Так у них появилась камера. А вот по поводу истории они долго спорили. Мите хотелось снимать фильм о ковбоях и индейцах, как в гэдээровских фильмах с Гойко Митичем или в тех фильмах, которые показывали в Доме кино на Манежной; Лешу же ковбои совершенно не интересовали, ему хотелось снимать фильм про то, как на нас нападают злые американские пираты, как в «Пиратах XX века», но они оказываются не только подлыми, но и слабыми, и мы их побеждаем; а Арина вообще хотела снимать сказку с эльфами, гномами, призраками и привидениями, чтобы было как в «Хоббите». Была еще возможность, которая нравилась им всем, снимать фильм вроде «Неуловимых мстителей», и там могли бы быть и ковбои, и злые американцы, и привидения, но именно к такому фильму им никак не удавалось придумать сюжет. Так что пока они просто решили снимать фильм о том, как хорошие побеждают плохих – и американских разбойников, и привидения, и гоблинов, и бандитов из «Неуловимых мстителей», хотя побеждают, конечно, не сразу, а поначалу иногда даже пугаются, но зато такой фильм они могли снимать по частям, придумывая каждый кусочек по отдельности и не вступая в бесконечные споры о том, что же именно они делают. Они пристроили к работе еще пяток соседских детей, одному из них родители тоже дали камеру, хоть и какую-то слишком сложную, и в разных составах они по полдня бегали по окрестным паркам и дворам, строительным площадкам и проходившей недалеко от дома железной дороге Москва – Хельсинки, по которой на самом деле в основном гоняли бесконечные товарняки; а потом уже, летом, по лесам вокруг дачи. Так, практически случайно, разумеется об этом не подозревая и все же постепенно расширяя круги увиденного внимательными глазами мысли, Митя едва ли не впервые соприкоснулся с сущностью пространства.
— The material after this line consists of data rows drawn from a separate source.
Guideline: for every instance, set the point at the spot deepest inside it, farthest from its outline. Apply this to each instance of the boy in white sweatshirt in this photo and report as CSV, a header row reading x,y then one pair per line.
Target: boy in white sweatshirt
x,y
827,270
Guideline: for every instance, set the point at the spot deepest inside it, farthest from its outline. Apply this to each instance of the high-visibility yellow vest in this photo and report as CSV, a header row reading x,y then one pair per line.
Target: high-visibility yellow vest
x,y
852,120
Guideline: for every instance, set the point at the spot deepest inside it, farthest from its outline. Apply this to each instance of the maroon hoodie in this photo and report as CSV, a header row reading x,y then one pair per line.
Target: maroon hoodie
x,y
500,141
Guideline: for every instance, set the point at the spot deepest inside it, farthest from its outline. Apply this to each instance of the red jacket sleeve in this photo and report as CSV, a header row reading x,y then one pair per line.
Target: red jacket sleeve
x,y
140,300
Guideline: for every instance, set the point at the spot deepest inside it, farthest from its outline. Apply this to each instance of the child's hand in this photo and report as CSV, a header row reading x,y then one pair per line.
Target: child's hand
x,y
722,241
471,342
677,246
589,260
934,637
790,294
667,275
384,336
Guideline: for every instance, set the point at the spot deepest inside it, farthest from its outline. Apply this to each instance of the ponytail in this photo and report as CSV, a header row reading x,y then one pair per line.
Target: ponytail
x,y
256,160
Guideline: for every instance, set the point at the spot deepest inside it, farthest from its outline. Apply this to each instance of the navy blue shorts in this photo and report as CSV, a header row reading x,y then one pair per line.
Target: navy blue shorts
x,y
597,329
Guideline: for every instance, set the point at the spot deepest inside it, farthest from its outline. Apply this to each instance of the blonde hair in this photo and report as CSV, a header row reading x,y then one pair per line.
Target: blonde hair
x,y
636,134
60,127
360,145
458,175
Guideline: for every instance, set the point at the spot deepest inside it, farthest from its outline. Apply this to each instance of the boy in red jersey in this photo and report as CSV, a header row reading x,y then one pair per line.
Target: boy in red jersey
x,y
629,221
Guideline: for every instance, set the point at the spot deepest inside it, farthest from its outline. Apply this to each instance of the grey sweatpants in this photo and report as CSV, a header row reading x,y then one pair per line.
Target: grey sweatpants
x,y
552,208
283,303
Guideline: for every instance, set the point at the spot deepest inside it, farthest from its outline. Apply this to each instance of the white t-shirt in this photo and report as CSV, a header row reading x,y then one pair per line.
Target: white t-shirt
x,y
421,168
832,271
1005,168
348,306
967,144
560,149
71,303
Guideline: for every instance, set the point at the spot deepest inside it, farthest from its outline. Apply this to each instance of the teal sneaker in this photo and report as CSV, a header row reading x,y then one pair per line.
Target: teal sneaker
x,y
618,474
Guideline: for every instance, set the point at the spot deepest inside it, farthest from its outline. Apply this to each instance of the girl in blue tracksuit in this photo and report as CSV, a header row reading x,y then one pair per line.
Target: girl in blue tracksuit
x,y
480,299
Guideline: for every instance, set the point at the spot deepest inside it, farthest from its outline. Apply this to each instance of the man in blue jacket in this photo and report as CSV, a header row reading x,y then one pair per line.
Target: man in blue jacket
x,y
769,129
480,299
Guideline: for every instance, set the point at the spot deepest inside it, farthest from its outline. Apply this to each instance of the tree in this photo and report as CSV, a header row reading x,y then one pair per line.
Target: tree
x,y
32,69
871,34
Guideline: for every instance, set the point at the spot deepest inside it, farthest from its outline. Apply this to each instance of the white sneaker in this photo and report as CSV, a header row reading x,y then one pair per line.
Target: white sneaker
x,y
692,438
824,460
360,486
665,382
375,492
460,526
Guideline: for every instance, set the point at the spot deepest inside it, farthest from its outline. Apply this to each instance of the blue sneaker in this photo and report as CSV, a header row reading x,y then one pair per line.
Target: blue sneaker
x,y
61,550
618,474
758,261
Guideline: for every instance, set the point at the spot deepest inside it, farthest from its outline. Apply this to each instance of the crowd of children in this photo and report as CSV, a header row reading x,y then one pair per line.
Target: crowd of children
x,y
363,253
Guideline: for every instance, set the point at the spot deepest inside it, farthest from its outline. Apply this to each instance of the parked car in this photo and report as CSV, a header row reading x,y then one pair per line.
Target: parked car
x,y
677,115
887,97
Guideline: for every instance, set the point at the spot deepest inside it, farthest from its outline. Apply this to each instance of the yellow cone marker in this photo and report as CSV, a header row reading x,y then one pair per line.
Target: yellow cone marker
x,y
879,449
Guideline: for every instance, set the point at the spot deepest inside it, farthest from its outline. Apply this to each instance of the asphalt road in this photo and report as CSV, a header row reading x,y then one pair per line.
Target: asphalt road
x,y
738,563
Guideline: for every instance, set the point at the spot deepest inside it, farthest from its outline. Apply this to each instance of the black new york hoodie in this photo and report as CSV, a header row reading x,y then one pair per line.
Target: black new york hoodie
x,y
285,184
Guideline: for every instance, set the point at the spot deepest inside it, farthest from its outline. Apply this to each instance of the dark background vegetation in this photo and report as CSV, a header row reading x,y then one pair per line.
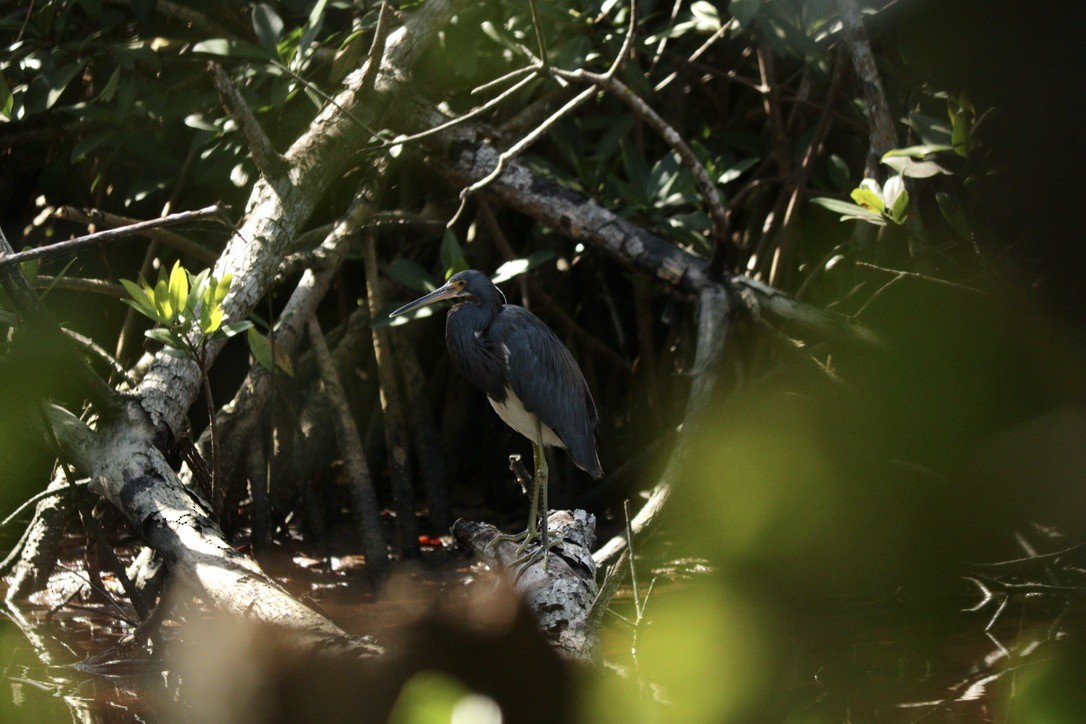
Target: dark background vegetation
x,y
835,493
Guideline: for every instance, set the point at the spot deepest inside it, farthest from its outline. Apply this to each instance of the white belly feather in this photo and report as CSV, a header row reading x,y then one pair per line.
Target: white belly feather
x,y
514,414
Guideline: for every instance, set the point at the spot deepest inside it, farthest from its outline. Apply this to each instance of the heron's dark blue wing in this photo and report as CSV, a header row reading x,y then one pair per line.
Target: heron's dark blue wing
x,y
546,379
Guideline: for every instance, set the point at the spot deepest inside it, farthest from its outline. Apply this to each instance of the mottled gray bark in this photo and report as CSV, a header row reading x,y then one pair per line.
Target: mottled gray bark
x,y
122,456
559,595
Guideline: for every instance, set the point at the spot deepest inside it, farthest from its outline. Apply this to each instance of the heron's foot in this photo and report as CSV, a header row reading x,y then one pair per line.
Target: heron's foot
x,y
526,560
521,538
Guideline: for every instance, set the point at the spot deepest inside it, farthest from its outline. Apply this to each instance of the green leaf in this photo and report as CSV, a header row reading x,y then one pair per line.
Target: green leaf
x,y
849,212
900,204
868,199
58,79
141,301
162,301
706,16
222,289
267,25
744,11
917,151
111,86
230,49
452,254
230,330
736,169
838,172
166,337
261,350
517,267
178,288
428,697
89,143
312,28
211,319
198,287
283,363
7,100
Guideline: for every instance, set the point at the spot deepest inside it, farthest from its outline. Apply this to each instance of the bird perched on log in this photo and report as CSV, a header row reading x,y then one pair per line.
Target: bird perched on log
x,y
531,380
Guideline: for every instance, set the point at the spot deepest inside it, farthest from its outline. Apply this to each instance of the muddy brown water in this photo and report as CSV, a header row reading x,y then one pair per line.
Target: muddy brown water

« 6 »Второе его соприкосновение с мыслью о пространстве было скорее опытом свидетеля. В Кировском театре иногда бывали дневные балеты специально для детей; с одного из таких балетов они с дедушкой и Ариной возвращались. Решили немного пройтись; дойдя до ограды сквера, окружавшего Никольский собор, увидели Петра Сергеевича и Катю, молча идущих по направлению к выходу вдоль широкой дорожки с оградами по сторонам. Яркое дневное солнце светилось на голубых барочных очертаниях собора, высоких куполах, крестах, колокольне, стоящей отдельно, на самом берегу канала, зелени сквера. Петр Сергеевич шел чуть позади, ссутулившись; Катя думала о чем-то своем и смотрела вперед светлым отсутствующим взглядом. Дедушка жестом остановил детей и, когда Петр Сергеевич подошел поближе, окликнул его; тот удивленно поднял голову. Заулыбался. Катя, судя по всему, осталась к встрече равнодушной. Вместе они продолжили идти вдоль сквера.
– Как мне кажется, – неожиданно сказал Петр Сергеевич, после того как обычные приветствия остались позади и все они даже выдержали небольшую паузу, – когда вы, историки, даже великие, пишете о России или Союзе, вы упускаете нечто очень важное. Что естественно. История – это наука о времени и о событиях во времени. Но о России нужно думать в первую очередь в пространстве.
– На мой вкус, – ответил Натан Семенович, – это звучит слишком философски и слишком обще. История наука эмпирическая. Или, по крайней мере, старается такой быть, когда не хочет за себя стыдиться.
– Нет, нет, – возразил Петр Сергеевич, – я имею в виду нечто очень простое и очень конкретное. Мы живем в самой большой наземной империи в истории человечества. В данном случае это не философская посылка, а факт, неизбежная контекстуальная данность самой мысли. Нельзя думать о России, не принимая его во внимание. Поэтому быть человеком именно в России – значит быть именно в таком пространстве. И быть в такой истории. Ты не согласен?
Натан Семенович взял секундную паузу.
– В таких терминах я никогда об этом не думал. Хотя это правда, конечно. Но что из этого следует? В какой-то более практической плоскости.
Они вышли на канал; солнце отражалось в мелкой ряби городских волн.
– Ты завтра вечером свободен? – спросил Натан Семенович.
Петр Сергеевич кивнул.
– Тогда приходи поближе к вечеру. И Вера будет тебе очень рада.
Петр Сергеевич кивнул снова. Когда они с Катей ушли, Митя удивленно взглянул на деда: редко видел его столь сосредоточенным. Иногда ему даже казалось, что дед думает, что знает ответы на все вопросы, и это раздражало.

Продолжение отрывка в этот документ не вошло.